In Germany of the 1920s, an era of rapid change and exploding art, the leading stylemaker was the Bauhaus School of Arts and Crafts. The Bauhaus opposed the overly decorated styles of the century before, the Victorian period, and developed the modern style we know of today. Bauhaus architects and designers such as Gropius, Moholy-Nagy and van der Rohe, rebelled against the heavy carving, the ornamentation and the busy patterns and color schemes of the “Victorian style”. The Victorian style is really a misnomer because it encompassed almost a whole century’s worth of different styles that included Queen Anne, Italianate, Belter, the Arts and Crafts movement, to name a few. What they all had in common was a richness of detail and ornamentation, sometimes to excess.
The Bauhaus freed design of the oppressive weight by simplifying form and line and by eliminating all surface decoration. What they ended up with were white walls, simplified geometric buildings, and linear detailing. The furniture was also minimalist — rectilinear forms with no surface ornamentation and usually made of one type of wood, glass and/or steel. The color palette was neutral – blacks, whites, and browns. Thus, the modern style was born.

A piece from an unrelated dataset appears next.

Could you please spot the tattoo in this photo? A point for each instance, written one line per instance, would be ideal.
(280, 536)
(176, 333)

Fast forward to the second half of the 20th century and early 21st century, lifestyles began to change and the desire for comfort and relaxation grew paramount. The need for formal social gatherings in the home diminished. People wanted to lounge in their sofas, watch television, and throw impromptu, fun parties. Formal, engraved invitations were out, Evite was in.
In response to people’s needs, the contemporary style evolved. Contemporary furniture became rounded, comfortable, and generally used light woods such as maple and oak. Color schemes were simple; use of earth tone colors was common with a splash of bold color in either the accessories or the artwork. Eclecticism is another feature of contemporary style. Furniture from different periods or different countries were mixed and thrown together into a room. For example, Tuscan rustic was combined with American farmhouse; Louis Philippe mingled with shabby chic; and Asian style merged with mid-century furniture. Famous contemporary designers of this era included British David Hicks, California designer Michael Taylor, and New York designer Mark Hampton.

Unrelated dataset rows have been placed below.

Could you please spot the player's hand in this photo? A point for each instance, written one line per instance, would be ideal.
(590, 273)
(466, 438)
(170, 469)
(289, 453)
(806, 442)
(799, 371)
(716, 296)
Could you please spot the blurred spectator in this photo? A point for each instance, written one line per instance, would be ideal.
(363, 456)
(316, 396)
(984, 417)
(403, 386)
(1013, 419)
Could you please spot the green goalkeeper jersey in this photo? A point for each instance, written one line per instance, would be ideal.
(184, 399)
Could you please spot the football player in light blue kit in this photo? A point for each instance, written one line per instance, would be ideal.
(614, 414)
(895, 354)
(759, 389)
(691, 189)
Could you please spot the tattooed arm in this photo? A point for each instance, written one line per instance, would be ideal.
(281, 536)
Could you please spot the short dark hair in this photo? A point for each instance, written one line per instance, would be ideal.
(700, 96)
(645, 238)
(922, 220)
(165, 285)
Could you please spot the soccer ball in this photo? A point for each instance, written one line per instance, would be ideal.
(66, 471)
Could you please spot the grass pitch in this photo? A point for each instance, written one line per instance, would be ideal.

A great example of contemporary styling is the Larry Laslo-designed bedroom showcased at the 2006 Kips Bay Show as shown in the photos below. The armchairs by the fireplace and the upholstered bed are Art Deco inspired; the leather chair is Georgian and the desk from the 1940s, all of which are enclosed in neoclassical detailed walls.

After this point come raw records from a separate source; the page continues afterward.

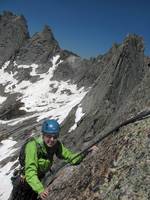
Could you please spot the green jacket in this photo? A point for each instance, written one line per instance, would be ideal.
(39, 159)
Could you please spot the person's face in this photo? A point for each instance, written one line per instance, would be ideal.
(50, 140)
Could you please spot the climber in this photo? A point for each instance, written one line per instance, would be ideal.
(38, 159)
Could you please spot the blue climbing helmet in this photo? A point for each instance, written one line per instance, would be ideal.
(51, 127)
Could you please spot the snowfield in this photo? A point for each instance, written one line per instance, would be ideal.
(45, 98)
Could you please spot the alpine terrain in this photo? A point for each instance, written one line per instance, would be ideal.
(89, 97)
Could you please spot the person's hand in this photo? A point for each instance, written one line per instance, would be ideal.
(44, 195)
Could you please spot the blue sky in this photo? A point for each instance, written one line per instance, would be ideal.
(86, 27)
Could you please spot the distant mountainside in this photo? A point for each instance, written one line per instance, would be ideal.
(38, 79)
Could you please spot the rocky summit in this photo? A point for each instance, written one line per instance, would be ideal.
(89, 97)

Both modern and contemporary styles appear everywhere today. They cater to different needs – those that want an uncluttered, airy, and clean look will prefer the modern style. Those that want to mix and match and want comfort above all else will lean towards the contemporary style. Modernism is a much more formal, exacting approach. It requires an inhabitant to be organized as the style dictates an uncluttered space. There is very little use of color or pattern so choices are limited. Simplify, simplify, simplify is a common mantra of modernism.
Contemporary style also eliminated the heavy ornamentation that came with traditional furniture but relaxed its style dictates. A designer can use a more varied color scheme and also mingle furnishings from different eras. With the proliferation of furniture sources and the internet, adhering to one set period of style or geographic location doesn’t have to be the norm. The ease of contemporary styling has made it a popular choice for most clients and designers.
The debate between modern and contemporary may continue to rage on into the new century but the fact that it is still referred to and used over and over again attests to the strength of the ideals of the designers that created it.